Jamaican model, actress, and entrepreneur

Vashti Cordella Clarke is a Jamaican model, actress, and entrepreneur who resides in New York City. Recruited at the age of 17 she established her career in her home country of Jamaica while appearing in advertisements, features in The x-News, The Star Poster Girl and walking in tons of Fashion Event all over the Island.

== Career ==

=== 2005–2010 ===
With the experience and knowledge of the business, she took her career in her own hands and in February 2006, Pyoise Modeling Agency was born.

=== 2010–present ===
2010 Clarke started breaking through in the US Market as she got back in her career, These efforts didn't bear fruits until a few years later. While eying the US market, she had the opportunity to work with brands such as: Femheka, Island Gems Jewelry .
She later added a new hip high fashion event to the Jamaican roster dubbed; Fashion Weeks End, where at the end of the fashion weeks around the world, she in conjunction with Pyoise Modeling Agency hosted a weekend of fashion, last one being held at Hope Botanical Gardens lawn.

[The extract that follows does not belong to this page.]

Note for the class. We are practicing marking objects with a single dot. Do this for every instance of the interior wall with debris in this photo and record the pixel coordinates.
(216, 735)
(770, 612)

In 2015–2016 Clarke has represented some major brands, during New York Fashion Week she booked 11 shows and represented the likes of:
Yeroc by Corey Woods, Nolah Elan, Park Ave, Style Fashion Week for Chuks Collins, Anthony Eastwick, Emigee x Sakarah, Indonesian label Imaji Collection.
Her most recent editorial works includes shooting with Lou Freeman, Playboy Magazine, Alexei Afoni for Hype Hair Magazine, and Charles Phox for The Trentonian.

== Charity ==
Clarke is a big supporter of charity and in February 2012 Clarke and Pyoise Models teamed up with Kiwanis Club of Portmore at the Medallion Hall Hotel to put together a fashion Show that raised funds to support their valiant efforts to helping the less fortunate with school books, food and medication.
After a brief interview with her, she shared information that she looks to continue her efforts and also plans to do a scholarship program for her alma maters.